Enhanced Dense Gas Fraction in Ultra-Luminous Infrared Galaxies

TL;DR

This study investigates the relationship between infrared luminosity and molecular line luminosity in galaxies, revealing how gas density influences molecular line ratios and the dense gas fraction in ULIRGs, with implications for understanding galaxy evolution.

Contribution

It demonstrates that the enhanced HCN/CO ratio in ULIRGs can be explained without AGN chemistry effects and highlights the role of galaxy mergers in increasing dense gas fractions.

Findings

The power-law index of the luminosity relation depends on the molecular tracer's critical density.

Enhanced HCN/CO ratios in ULIRGs can be modeled without AGN-induced chemistry effects.

Galaxy mergers are linked to higher dense gas fractions and elevated HCN/CO ratios.

Abstract

We present a detailed analysis of the relation between infrared luminosity and molecular line luminosity, for a variety of molecular transitions, using a sample of 34 nearby galaxies spanning a broad range of infrared luminosities (10^{10} < L_{IR} < 10^{12.5} L_sun).
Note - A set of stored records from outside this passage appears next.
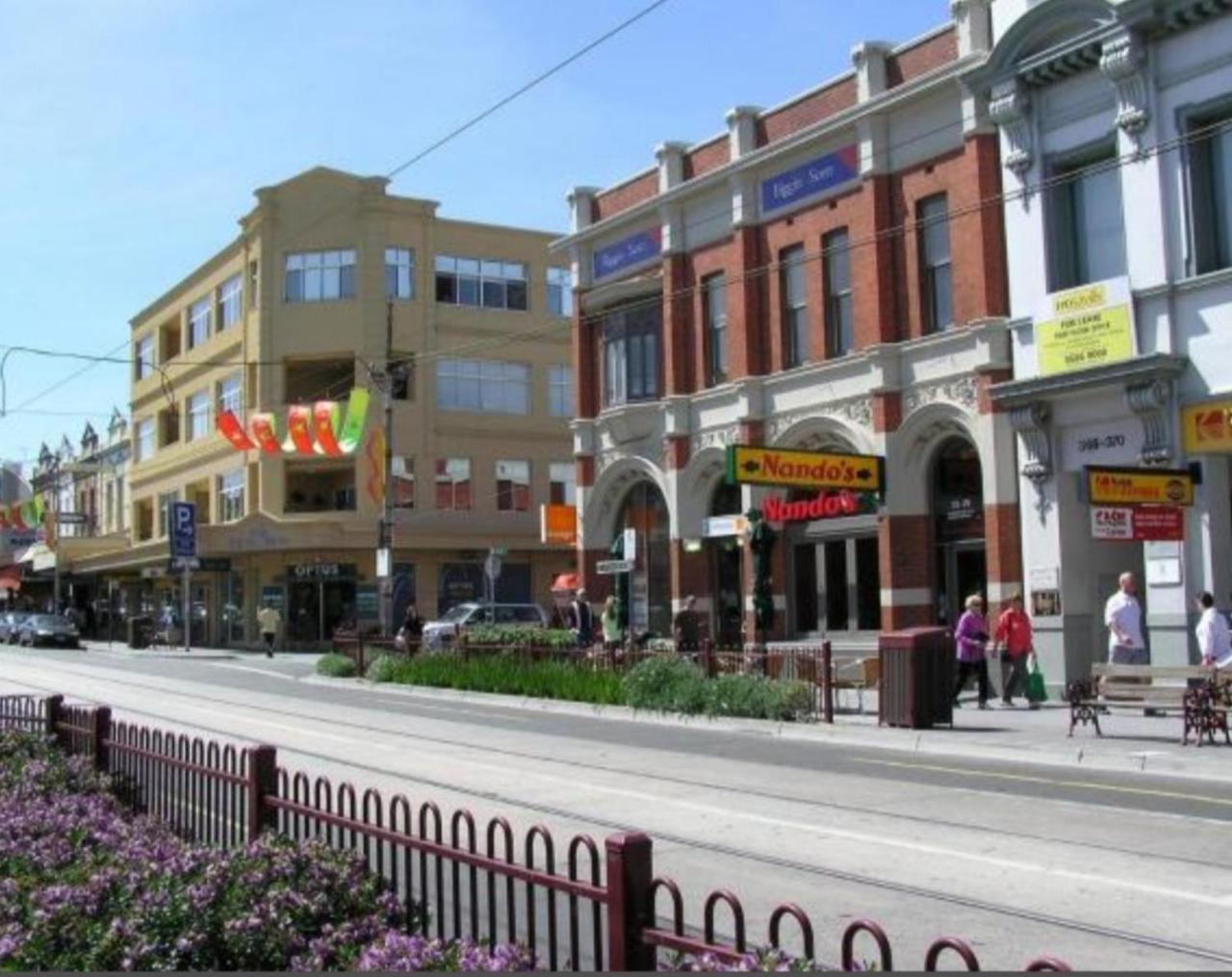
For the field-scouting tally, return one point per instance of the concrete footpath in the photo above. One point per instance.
(1131, 742)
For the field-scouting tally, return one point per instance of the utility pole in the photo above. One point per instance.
(385, 537)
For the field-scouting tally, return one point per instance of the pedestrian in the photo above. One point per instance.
(583, 620)
(686, 628)
(269, 621)
(614, 634)
(971, 636)
(1015, 638)
(1122, 616)
(1214, 638)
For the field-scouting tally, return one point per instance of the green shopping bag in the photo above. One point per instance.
(1037, 690)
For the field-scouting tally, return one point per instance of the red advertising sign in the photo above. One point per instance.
(1138, 524)
(824, 505)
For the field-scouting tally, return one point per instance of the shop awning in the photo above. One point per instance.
(10, 578)
(566, 581)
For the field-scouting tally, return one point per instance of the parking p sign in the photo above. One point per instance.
(184, 530)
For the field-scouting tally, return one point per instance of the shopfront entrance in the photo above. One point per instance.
(321, 599)
(962, 566)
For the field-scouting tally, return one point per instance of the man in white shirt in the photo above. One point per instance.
(1122, 616)
(1214, 638)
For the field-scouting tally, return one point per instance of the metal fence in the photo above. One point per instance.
(583, 906)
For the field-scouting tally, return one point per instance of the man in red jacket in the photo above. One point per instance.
(1014, 636)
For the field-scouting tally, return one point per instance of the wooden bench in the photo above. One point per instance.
(1201, 696)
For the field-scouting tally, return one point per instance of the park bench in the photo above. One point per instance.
(1200, 695)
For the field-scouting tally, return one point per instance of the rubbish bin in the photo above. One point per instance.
(916, 678)
(139, 630)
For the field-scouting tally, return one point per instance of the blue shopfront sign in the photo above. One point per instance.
(628, 253)
(814, 176)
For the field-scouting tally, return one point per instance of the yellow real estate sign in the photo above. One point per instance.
(1086, 326)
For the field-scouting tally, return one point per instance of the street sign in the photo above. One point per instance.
(1140, 485)
(1138, 523)
(607, 567)
(184, 530)
(816, 470)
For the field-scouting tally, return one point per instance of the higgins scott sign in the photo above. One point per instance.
(826, 505)
(817, 470)
(626, 253)
(1086, 326)
(814, 176)
(1140, 487)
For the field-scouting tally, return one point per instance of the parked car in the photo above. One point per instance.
(10, 624)
(48, 629)
(463, 616)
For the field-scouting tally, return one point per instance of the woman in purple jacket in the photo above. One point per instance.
(971, 636)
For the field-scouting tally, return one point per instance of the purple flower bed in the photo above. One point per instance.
(84, 886)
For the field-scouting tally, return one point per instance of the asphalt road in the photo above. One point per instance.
(1103, 870)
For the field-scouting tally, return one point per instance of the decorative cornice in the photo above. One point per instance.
(1011, 107)
(1152, 403)
(1121, 62)
(1032, 424)
(962, 392)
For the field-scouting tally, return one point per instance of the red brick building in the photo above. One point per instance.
(828, 273)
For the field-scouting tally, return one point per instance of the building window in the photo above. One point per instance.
(320, 276)
(231, 396)
(399, 272)
(1088, 225)
(403, 471)
(631, 352)
(836, 270)
(482, 282)
(513, 485)
(483, 386)
(1210, 180)
(164, 511)
(198, 415)
(795, 306)
(200, 313)
(559, 391)
(143, 439)
(231, 300)
(559, 292)
(933, 217)
(453, 483)
(715, 315)
(143, 357)
(231, 496)
(562, 483)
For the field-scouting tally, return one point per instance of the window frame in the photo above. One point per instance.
(839, 302)
(715, 328)
(795, 316)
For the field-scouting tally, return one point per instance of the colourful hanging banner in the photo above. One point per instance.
(298, 440)
(352, 427)
(231, 427)
(324, 423)
(265, 432)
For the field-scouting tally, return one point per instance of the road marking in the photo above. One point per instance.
(1052, 783)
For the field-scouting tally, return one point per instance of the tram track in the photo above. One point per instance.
(689, 841)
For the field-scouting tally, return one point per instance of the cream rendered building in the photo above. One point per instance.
(295, 311)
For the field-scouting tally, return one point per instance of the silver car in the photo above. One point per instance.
(48, 630)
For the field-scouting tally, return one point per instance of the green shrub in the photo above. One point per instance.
(510, 674)
(337, 667)
(382, 669)
(522, 636)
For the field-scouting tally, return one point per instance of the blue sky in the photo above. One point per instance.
(133, 132)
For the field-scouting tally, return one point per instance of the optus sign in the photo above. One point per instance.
(826, 505)
(816, 470)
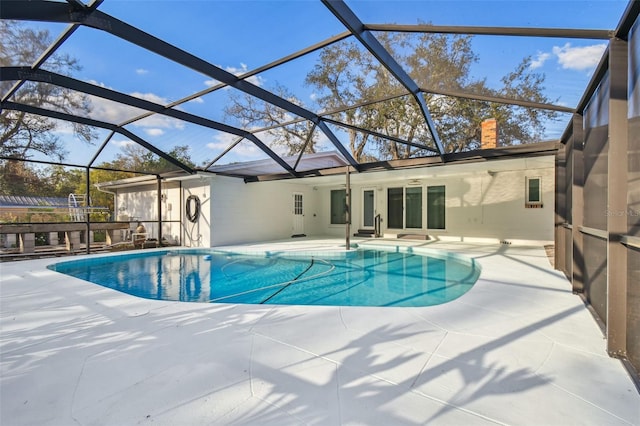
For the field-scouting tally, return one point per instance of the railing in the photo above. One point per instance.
(376, 224)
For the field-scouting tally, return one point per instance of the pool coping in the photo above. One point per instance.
(519, 339)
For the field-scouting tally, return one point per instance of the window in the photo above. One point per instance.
(404, 207)
(413, 209)
(534, 192)
(338, 207)
(436, 207)
(394, 207)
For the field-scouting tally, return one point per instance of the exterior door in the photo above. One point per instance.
(298, 214)
(368, 208)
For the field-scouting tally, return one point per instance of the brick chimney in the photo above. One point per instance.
(489, 138)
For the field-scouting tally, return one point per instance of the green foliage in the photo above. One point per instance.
(251, 112)
(346, 75)
(22, 134)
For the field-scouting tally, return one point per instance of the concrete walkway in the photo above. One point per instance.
(519, 349)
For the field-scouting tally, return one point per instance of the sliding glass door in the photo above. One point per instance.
(404, 208)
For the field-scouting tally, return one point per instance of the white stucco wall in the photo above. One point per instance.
(484, 202)
(140, 203)
(259, 211)
(480, 206)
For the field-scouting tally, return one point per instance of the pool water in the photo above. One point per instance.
(363, 277)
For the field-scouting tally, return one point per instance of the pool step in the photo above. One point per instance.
(365, 233)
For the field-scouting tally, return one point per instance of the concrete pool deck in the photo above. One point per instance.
(519, 349)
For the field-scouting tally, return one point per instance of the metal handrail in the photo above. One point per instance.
(376, 224)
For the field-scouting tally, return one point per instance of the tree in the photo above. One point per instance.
(252, 112)
(346, 75)
(135, 157)
(21, 134)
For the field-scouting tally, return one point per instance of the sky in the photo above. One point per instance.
(240, 35)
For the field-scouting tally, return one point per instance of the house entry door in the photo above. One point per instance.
(298, 215)
(368, 208)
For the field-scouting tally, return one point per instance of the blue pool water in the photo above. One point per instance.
(386, 277)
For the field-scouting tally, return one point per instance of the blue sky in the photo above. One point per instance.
(243, 35)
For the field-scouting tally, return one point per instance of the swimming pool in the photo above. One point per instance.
(363, 277)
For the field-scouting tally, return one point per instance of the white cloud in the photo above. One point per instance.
(540, 60)
(154, 132)
(151, 97)
(579, 58)
(246, 150)
(112, 112)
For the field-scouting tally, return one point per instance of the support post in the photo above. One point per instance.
(159, 180)
(617, 200)
(577, 205)
(348, 209)
(87, 210)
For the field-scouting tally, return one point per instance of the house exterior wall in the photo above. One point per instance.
(259, 211)
(479, 206)
(140, 203)
(483, 202)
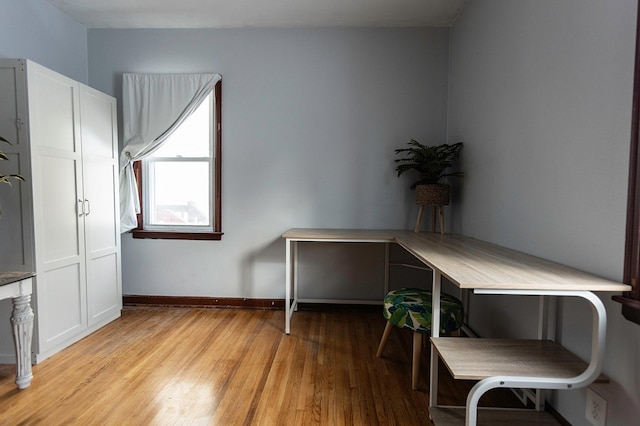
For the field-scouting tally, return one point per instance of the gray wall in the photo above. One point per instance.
(541, 94)
(36, 30)
(310, 121)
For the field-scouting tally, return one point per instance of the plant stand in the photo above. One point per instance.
(440, 213)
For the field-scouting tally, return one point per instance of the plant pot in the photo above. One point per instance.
(436, 194)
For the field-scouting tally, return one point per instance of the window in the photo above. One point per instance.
(631, 300)
(179, 184)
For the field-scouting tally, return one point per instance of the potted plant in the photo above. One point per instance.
(7, 178)
(432, 165)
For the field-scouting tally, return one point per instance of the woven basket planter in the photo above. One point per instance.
(436, 194)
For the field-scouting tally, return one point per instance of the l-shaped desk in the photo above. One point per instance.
(483, 268)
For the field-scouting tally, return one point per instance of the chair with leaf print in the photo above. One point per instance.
(411, 308)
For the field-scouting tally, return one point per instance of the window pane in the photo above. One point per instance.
(192, 138)
(180, 193)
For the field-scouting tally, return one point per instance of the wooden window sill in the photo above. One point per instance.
(161, 235)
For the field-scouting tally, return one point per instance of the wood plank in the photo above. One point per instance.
(317, 234)
(446, 416)
(471, 263)
(476, 359)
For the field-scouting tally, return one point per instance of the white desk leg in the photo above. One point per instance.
(294, 264)
(598, 338)
(287, 297)
(386, 269)
(435, 332)
(22, 322)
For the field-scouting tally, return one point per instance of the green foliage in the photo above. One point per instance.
(431, 163)
(3, 156)
(7, 178)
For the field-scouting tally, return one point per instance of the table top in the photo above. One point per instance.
(471, 263)
(11, 277)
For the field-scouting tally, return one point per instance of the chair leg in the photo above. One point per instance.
(385, 337)
(415, 367)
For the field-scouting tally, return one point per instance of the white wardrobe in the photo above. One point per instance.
(63, 222)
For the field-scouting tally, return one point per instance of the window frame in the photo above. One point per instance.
(630, 300)
(217, 233)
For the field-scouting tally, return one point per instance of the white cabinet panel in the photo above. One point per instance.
(56, 204)
(64, 219)
(104, 290)
(61, 311)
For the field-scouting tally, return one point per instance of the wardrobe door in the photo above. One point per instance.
(57, 207)
(102, 230)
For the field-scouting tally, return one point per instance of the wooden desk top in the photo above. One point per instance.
(474, 264)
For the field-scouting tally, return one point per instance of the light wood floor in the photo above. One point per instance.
(166, 366)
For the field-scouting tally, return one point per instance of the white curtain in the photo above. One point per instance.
(154, 105)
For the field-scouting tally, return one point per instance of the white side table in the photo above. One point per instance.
(19, 286)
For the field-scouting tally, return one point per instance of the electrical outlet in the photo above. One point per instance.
(596, 409)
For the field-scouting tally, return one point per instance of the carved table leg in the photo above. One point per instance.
(22, 321)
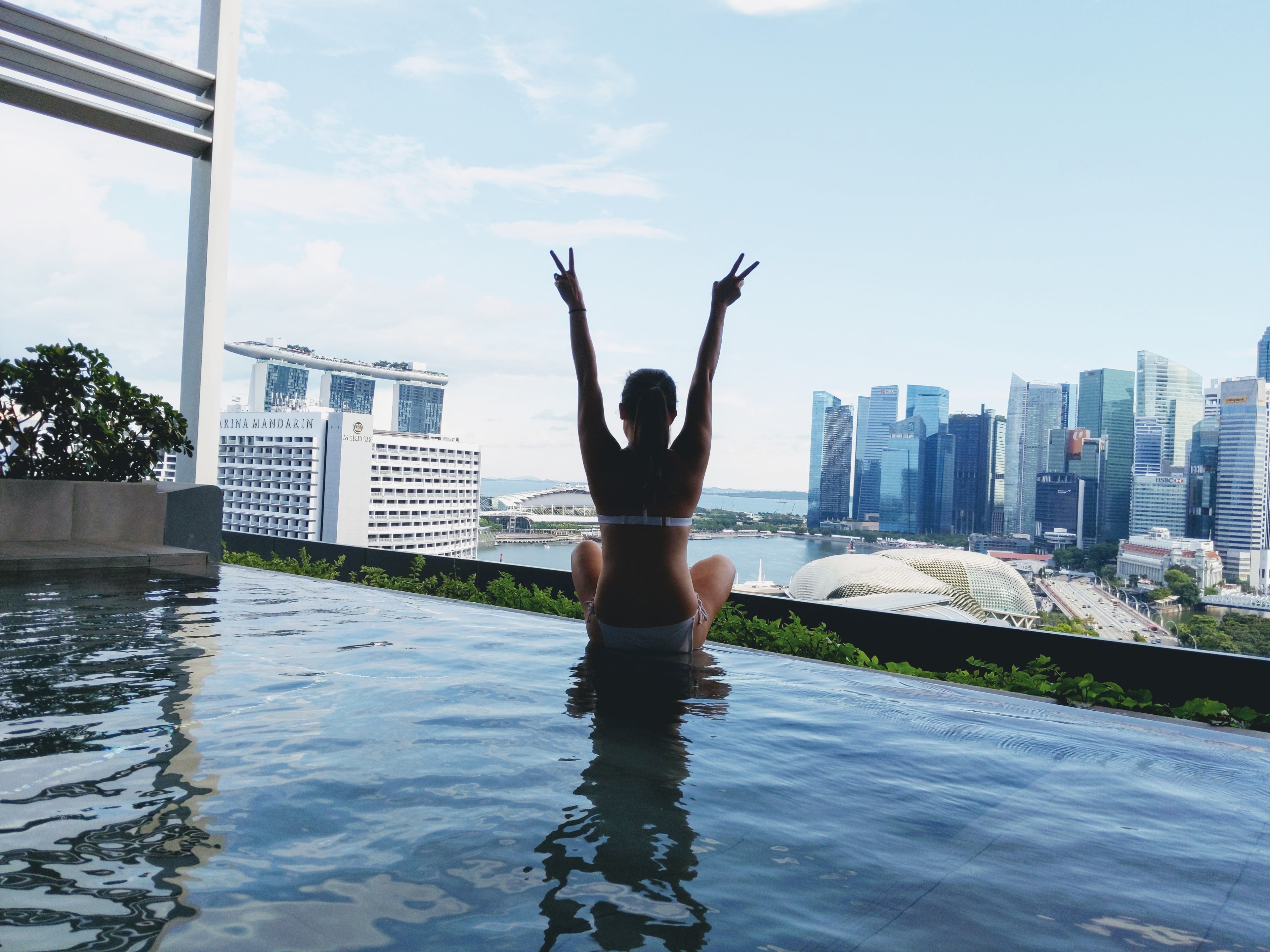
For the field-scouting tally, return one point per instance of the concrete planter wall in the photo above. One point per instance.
(131, 517)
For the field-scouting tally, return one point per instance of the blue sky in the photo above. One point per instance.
(939, 193)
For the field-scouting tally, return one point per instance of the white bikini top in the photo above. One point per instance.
(644, 520)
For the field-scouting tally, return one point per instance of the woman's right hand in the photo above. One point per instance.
(727, 291)
(568, 286)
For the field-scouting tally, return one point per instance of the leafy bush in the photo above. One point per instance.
(790, 636)
(1236, 634)
(66, 416)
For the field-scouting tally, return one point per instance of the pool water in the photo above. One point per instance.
(266, 762)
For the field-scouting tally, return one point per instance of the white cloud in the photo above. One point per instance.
(548, 233)
(427, 68)
(543, 73)
(258, 112)
(71, 270)
(384, 177)
(755, 8)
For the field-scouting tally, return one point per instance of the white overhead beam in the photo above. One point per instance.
(207, 261)
(82, 112)
(53, 68)
(103, 50)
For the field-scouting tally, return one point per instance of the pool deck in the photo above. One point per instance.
(79, 554)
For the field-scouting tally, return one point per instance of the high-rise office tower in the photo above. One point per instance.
(1202, 480)
(836, 464)
(1243, 468)
(933, 405)
(417, 408)
(901, 476)
(821, 400)
(277, 386)
(929, 403)
(883, 405)
(1173, 395)
(1034, 411)
(971, 464)
(1213, 400)
(1159, 503)
(1149, 447)
(862, 431)
(1105, 409)
(1072, 485)
(349, 391)
(978, 473)
(939, 480)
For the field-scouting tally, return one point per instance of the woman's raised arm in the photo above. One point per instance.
(592, 431)
(694, 440)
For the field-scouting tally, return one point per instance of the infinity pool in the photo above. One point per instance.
(265, 762)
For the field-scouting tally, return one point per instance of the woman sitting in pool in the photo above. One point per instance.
(638, 588)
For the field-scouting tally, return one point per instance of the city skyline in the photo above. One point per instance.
(934, 192)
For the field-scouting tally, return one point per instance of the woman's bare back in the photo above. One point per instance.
(641, 575)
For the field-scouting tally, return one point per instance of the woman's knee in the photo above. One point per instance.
(585, 554)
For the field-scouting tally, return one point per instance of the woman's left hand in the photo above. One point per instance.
(568, 286)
We show that the power-law index of the relation is sensitive to the critical density of the molecular gas tracer used, and that the dominant driver in observed molecular line ratios in galaxies is the gas density. As most nearby ultraluminous infrared galaxies (ULIRGs) exhibit strong signatures of active galactic nuclei (AGN) in their center, we revisit previous claims questioning the reliability of HCN as a probe of the dense gas responsible for star formation in the presence of AGN. We find that the enhanced HCN(1-0)/CO(1-0) luminosity ratio observed in ULIRGs can be successfully reproduced using numerical models with fixed chemical abundances and without AGN-induced chemistry effects. We extend this analysis to a total of ten molecular line ratios by combining the following transitions: CO(1-0), HCO+(1-0), HCO+(3-2), HCN(1-0), and HCN(3-2). Our results suggest that AGNs reside in systems with higher dense gas fraction, and that chemistry or other effects associated with their hard radiation field may not dominate (NGC 1068 is one exception). Galaxy merger could be the underlying cause of increased dense gas fraction and the evolutionary stage of such mergers may be another determinant of the HCN/CO luminosity ratio.